Salvadoran President Nayib Bukele and his New Ideas party have won the supermajority the leader needs in congress to govern as he pleases, electoral officials announced on Monday.
The announcement comes after a painstaking vote counting process, which has raised the hackles of electoral watchdogs and the country’s weak opposition, who cite irregularities.
Bukele won re-election on Feb. 4 with 84.7 percent of the vote. What had remained up in the air was if Bukele’s New Ideas party would be equally as successful in legislative elections.
Photo: AP
On Monday, officials announced that New Ideas won 54 of the 60 congressional seats. Allied parties won an additional three seats.
Despite not having the final results, the leader had already declared victory in the presidency and in congress the night of the election, saying: “El Salvador has broken all the records of all democracies in the entire history of the world.”
“Never has a project won with the number of votes we have won today,” Bukele said. “It is literally the highest percentage in all of history.”
Now — with the vote actually certified — the supermajority effectively gives the self-described “world’s coolest dictator” even firmer control of all three branches of government.
The 42-year-old leader is massively popular in El Salvador due to his war on the country’s gangs, which resulted in a sharp drop in violence.
However, Bukele has also been accused of undemocratic moves, including carrying out an electoral reform that critics say stacked the vote in favor of his New Ideas party, particularly in legislative and local elections.
Last year, congress passed electoral reforms that reduced the number of seats in the unicameral chamber to 60 from 84, a move expected to favor New Ideas.

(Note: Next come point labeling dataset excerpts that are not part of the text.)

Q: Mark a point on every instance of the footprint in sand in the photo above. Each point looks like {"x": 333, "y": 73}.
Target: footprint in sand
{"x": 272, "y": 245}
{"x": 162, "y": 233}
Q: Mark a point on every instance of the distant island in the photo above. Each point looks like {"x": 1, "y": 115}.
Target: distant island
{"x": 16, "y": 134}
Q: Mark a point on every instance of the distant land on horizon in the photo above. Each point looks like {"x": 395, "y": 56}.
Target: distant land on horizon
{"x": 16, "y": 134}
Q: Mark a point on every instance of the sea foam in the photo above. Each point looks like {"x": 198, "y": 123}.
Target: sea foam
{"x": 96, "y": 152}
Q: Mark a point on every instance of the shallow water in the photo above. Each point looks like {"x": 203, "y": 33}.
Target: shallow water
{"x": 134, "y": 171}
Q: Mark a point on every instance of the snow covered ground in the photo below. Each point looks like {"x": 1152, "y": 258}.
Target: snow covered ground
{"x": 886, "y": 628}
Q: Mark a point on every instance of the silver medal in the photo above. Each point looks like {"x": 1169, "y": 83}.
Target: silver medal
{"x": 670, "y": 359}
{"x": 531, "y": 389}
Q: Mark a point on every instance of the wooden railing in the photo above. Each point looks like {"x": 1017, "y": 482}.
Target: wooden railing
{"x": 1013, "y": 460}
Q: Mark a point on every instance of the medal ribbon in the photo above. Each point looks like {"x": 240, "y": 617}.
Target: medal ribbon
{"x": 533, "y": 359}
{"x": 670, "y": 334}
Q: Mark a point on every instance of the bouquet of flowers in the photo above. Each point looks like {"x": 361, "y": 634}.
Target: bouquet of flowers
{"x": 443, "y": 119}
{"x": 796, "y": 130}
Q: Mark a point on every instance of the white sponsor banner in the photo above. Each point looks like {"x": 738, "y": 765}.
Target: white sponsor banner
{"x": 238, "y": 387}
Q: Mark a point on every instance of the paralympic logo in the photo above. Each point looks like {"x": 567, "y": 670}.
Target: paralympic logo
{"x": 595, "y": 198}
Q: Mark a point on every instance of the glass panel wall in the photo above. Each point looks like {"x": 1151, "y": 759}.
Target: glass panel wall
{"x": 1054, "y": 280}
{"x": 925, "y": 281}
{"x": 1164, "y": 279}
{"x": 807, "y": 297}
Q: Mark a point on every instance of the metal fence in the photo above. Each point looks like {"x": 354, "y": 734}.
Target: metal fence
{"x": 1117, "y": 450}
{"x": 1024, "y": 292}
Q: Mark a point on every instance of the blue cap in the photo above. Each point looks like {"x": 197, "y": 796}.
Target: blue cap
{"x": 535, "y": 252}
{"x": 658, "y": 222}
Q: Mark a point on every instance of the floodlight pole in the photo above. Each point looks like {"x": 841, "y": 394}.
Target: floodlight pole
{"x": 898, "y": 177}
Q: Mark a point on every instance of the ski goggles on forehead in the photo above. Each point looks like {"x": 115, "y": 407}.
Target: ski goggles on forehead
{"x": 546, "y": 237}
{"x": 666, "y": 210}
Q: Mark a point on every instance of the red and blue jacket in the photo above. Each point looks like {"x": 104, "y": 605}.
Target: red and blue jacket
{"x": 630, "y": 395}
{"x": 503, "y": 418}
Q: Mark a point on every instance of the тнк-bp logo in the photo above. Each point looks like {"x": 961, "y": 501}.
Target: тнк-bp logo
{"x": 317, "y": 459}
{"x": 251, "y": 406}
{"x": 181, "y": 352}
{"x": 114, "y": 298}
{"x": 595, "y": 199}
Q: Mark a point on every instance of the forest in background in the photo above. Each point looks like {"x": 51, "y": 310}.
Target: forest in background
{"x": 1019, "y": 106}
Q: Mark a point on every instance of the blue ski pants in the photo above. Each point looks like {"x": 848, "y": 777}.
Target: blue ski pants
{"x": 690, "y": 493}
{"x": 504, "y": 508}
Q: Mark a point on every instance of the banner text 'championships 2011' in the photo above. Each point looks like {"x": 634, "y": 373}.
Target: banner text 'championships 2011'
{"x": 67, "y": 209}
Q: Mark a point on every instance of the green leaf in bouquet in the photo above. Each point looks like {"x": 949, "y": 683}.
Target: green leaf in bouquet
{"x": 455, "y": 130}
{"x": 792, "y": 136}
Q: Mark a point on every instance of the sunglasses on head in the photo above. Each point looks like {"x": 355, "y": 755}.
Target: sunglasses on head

Bukele needs congress to continue emergency measures approved month-to-month for his gang crackdown. Previously, the leader clashed with opposition parties in congress blocking his initiatives, even showing up to congress with armed military officers.
“Now, he doesn’t need any other party,” said Eduardo Escobar, a lawyer with the nongovernmental organization Citizen Action who said that before the election, Bukele would at least have to pull on support from allied parties.
Congressional control would also potentially allow him to alter the constitution – which bans leaders from holding consecutive terms – to stay in power.
While constitutional lawyers argue it is illegal to make such changes, Bukele already sparked controversy by running for re-election. His party’s majority in congress and a friendly court they stacked allowed him to dodge the constitutional ban.